Fu Manchu vivia em uma série de romances escritos por um inglês 
chamado Sarsfield Ward. Os tambores de Fu Manchu foi um romance 
escrito em 1939 e arrepiou a meninada de Penedo. Logo em 1940, a 
Republic Pictures estava fazendo o seriado em 15 episódios, tamanho 
usual. Eram quase quatro meses de exibição e, com isso, o público não 
cansava, tendo de ser alimentado constantemente, o que obrigava e levava
 a uma alta produção. Jamais poderia haver um sábado penedense sem que 
houvesse um seriado.
      Os seriados começaram a ser produzidos na década de dez, do século
 passado, com as produções chegando perto de 1960. Apartir daí há uma 
severa concorrência da televisão, que muda o estilo de fazer os seriados
 e eles perdem uma característica que era essencial: uma comunidadeque os via. Aquela multidão de menino, de uma hora para outra, era uma 
unidade, embora volátil.    A frente do cinema ficava cheia de menino, 
uns vendendo e trocando estampas, revistas, pedaços de celulóide. 
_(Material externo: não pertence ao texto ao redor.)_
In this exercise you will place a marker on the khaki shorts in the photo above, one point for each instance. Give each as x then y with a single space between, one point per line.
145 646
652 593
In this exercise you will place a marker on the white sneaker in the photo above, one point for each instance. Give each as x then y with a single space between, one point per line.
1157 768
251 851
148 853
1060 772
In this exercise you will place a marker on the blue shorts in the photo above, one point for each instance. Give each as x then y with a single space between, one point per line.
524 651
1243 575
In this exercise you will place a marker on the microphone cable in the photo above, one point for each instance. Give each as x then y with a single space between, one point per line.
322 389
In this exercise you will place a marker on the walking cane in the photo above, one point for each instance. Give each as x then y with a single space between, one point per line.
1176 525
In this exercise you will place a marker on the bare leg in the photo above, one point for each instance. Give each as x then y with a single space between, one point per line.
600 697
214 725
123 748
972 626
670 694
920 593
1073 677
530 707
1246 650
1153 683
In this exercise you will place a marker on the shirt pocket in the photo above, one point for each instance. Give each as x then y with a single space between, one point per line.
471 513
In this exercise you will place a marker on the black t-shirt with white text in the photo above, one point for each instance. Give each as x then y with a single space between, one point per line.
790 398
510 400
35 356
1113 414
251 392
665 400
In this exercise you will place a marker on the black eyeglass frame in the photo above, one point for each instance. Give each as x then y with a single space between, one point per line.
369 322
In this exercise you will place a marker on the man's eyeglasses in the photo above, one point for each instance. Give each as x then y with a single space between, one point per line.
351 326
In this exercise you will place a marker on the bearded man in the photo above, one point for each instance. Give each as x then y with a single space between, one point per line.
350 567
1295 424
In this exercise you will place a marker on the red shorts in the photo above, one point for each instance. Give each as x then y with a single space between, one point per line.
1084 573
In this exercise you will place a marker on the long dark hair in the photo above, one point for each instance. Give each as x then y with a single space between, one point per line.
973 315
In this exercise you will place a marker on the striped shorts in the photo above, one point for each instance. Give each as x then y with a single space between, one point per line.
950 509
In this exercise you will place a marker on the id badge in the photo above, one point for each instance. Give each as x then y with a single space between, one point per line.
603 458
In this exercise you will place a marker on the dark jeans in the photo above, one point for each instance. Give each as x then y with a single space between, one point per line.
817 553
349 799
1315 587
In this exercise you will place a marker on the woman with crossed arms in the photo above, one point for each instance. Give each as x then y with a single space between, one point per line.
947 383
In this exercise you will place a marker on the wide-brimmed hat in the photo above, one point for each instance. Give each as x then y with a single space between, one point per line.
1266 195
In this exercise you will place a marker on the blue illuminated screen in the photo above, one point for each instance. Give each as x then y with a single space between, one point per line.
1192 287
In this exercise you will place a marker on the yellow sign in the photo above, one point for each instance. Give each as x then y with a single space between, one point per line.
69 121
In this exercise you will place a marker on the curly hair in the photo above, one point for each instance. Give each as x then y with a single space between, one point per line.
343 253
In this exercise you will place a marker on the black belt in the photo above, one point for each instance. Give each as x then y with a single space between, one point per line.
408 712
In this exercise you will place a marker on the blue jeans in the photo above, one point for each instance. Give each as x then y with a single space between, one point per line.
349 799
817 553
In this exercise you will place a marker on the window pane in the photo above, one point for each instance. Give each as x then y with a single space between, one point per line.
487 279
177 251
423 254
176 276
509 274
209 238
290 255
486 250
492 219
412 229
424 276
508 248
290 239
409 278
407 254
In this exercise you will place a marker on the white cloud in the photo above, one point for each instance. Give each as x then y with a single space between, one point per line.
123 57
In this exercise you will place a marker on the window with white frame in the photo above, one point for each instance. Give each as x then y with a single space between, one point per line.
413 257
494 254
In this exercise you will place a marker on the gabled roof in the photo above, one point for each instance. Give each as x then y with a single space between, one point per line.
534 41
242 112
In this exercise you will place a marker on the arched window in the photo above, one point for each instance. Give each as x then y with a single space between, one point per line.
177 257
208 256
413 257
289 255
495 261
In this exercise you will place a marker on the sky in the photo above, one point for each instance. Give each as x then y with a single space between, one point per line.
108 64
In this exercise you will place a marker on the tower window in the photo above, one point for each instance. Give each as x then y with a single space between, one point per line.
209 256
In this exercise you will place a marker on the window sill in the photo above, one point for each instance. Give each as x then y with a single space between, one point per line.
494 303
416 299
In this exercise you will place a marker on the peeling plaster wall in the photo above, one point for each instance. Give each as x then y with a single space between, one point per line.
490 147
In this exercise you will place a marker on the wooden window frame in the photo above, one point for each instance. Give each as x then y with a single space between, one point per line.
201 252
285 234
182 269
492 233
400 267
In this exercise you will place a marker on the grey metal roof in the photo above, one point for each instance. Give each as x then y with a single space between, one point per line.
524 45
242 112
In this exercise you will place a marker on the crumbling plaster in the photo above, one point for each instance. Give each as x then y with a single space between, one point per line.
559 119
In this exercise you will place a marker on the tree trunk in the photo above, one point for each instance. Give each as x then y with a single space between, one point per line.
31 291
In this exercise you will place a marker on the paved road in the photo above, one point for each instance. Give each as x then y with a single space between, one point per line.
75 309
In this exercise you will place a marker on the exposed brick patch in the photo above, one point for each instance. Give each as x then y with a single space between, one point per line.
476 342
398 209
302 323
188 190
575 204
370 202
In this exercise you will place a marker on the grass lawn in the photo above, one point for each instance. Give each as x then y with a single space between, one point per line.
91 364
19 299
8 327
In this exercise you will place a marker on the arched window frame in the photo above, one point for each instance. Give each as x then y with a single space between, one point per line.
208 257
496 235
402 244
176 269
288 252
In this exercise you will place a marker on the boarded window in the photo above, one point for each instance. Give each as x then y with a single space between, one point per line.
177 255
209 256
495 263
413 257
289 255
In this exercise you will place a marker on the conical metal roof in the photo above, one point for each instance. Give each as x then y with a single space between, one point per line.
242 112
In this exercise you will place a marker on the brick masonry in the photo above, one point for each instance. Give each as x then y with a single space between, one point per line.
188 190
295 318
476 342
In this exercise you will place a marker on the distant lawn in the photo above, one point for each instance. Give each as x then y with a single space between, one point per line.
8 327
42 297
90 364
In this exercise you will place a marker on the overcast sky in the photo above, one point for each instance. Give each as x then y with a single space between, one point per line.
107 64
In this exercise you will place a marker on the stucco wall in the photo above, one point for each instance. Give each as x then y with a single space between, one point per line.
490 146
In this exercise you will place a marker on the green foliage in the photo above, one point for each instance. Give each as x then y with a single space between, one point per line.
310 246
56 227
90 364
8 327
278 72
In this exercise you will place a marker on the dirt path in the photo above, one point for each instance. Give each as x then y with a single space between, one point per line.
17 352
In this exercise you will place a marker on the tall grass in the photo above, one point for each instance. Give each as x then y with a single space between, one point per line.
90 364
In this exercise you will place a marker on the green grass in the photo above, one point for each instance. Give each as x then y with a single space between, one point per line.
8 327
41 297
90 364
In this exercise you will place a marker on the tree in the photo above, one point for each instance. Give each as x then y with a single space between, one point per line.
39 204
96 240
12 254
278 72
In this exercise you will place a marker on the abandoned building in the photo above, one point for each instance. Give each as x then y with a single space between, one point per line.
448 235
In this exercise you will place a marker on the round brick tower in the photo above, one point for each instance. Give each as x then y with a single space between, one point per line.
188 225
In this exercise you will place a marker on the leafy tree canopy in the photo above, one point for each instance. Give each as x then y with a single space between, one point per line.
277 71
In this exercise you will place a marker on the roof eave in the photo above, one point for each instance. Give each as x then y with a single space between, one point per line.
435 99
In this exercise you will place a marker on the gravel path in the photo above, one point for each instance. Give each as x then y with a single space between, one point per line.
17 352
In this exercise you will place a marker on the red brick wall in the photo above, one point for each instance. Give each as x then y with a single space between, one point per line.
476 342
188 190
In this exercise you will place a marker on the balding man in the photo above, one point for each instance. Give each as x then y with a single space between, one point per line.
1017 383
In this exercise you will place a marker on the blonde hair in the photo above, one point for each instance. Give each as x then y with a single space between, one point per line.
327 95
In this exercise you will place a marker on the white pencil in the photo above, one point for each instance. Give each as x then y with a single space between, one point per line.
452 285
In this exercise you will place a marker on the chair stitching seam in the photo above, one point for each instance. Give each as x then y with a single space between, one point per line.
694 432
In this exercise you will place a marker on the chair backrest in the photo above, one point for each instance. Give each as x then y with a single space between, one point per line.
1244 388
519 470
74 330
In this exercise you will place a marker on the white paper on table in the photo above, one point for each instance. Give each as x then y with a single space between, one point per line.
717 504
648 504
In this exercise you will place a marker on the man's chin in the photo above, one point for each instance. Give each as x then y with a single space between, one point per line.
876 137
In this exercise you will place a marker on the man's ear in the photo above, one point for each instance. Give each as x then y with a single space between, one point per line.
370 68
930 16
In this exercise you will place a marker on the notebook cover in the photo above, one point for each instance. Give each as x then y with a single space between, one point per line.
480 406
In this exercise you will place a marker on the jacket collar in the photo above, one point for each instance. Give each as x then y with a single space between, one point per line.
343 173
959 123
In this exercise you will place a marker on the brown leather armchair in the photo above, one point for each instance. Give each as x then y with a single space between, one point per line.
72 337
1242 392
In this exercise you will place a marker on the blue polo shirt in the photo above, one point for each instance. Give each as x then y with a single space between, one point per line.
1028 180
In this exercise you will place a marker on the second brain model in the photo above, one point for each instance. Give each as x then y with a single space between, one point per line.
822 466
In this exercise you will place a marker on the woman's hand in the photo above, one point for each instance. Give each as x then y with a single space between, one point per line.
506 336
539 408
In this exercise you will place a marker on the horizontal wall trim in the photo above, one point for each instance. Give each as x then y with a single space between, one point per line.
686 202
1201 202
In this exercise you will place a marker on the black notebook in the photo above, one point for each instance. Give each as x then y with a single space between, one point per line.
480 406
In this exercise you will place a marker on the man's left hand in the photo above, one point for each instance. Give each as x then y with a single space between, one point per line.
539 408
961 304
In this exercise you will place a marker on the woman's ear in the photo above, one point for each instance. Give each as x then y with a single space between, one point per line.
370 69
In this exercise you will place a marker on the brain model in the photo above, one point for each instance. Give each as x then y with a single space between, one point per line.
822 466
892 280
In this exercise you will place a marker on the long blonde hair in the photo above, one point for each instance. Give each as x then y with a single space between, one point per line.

      Um pedaço de filme valia dinheiro, mormente se era 
colorido, mormente se tinha uma cena do mocinho. Gente inventava que 
havia feito uma máquina de projeção com um despertador velho. Ouvi, mas 
o certo é que se tinha uma espécie de lente feita com lâmpada velha 
e cheia de água. Um mundo existia antes, e ele ia sumindo na medida em 
que se entrava no prédio do cinema. Cinema era um complexo de situações:
 o interno e o externo.
     Lá
 dentro, a algazarra, a gritaria, como se sumisse a massa comportada que
 estava fora. O baleiro e eu comprando chicletes que só Adams fabrica. E
 esse Seu Adams realmente existiu e começou a produzir em 1872, chegando
 ao Brasil em 1945, coisa também da guerra. Comprava também as caixinhas
 de passa de uva da Califórnia. Em Penedo consumi passa e heróis. 
Chicletes também. 
       Tinha vez que eu entrava mais cedo, ia para o camarote para 
jogar helicóptero, enquanto aviões poderiam estar cruzando os ares. Na 
verdade, ainda hoje gosto de jogar helicóptero. Deu chance, o bicho 
desce com as asas rodando e eu cometendo o engano público de sujar as 
ruas. A culpa é da Rua da Penha, que não me larga. Sou engenheiro 
aeronáutico de helicóptero de papel; é preciso ter uma certa prática 
para calcular a envergadura das pás, o corpo de sustentação embaixo. No 
cinema,  a altura e a ventilação eram poucas e o helicóptero logo caía, 
mas a sensação de ver aquilo rodando era impagável. Fui e continuo a ser
 um péssimo fabricante de avião.
       A Rua da Penha sabia muito sobre chicletes. Todo mundo sabia que 
era fabricado com a goma do sapoti e conheci alguns que colecionavam as 
caixinhas pelo númeroque elas tinham nas abas de fechamento. Diziam também que, juntando uma 
determinada quantidade de caixas, a fábrica trocava por uma cadeira de 
rodas, dava a cadeira a alguém. Mas o mais importante é que circulava 
uma informação: era preciso ter cuidado para não engolir, pois grudava 
no estômago e a pessoa morria.
     Lá dentro do cinema, uma bagunça. A matinal ia começar, 
mais silêncio, todo mundo procurava acomodação e tudo seguia o ritual 
do jornal, do desenho, da propaganda dos futuros filmes e aí o mundo 
se remodelava e tudo se unia na repartição do momento, o que não 
significava uma verdadeira comunhão. Ninguém jamais, diante da 
demonstração de tal ordem de atomicidade, poderia conceber que se 
plasmava uma unidade.
Fora a vida, somente o cinema era um grande fabricante de imagens em Penedo. E ele me deu a perfeição feminina justamente na figura de A Deusa de Joba, cujo nome era Valery Tremaine. Joba era uma cidade perdida no meio da selva e Valery foi transformada em sua Deusa, controlada pelo Sacerdote, que era servido por uma tropa de homem morcego. Seu irmão Baru consegue fugir em busca de socorro e é encontrado no meio da selva pelo mocinho, que era Clyde Beat, na verdade, um grande artista americano: domador de leões. Por isso vai que existe cena com leão. A Deus de Joba passou a ser venerada por mim. Ela sempre aparecia com uma túnica branca, que lhe dava uma leveza e uma graça celestial. Era Elaine Shepard, artista que não teve qualquer projeção, mas chegou a ter presença de primeiro plano na área do jornalismo.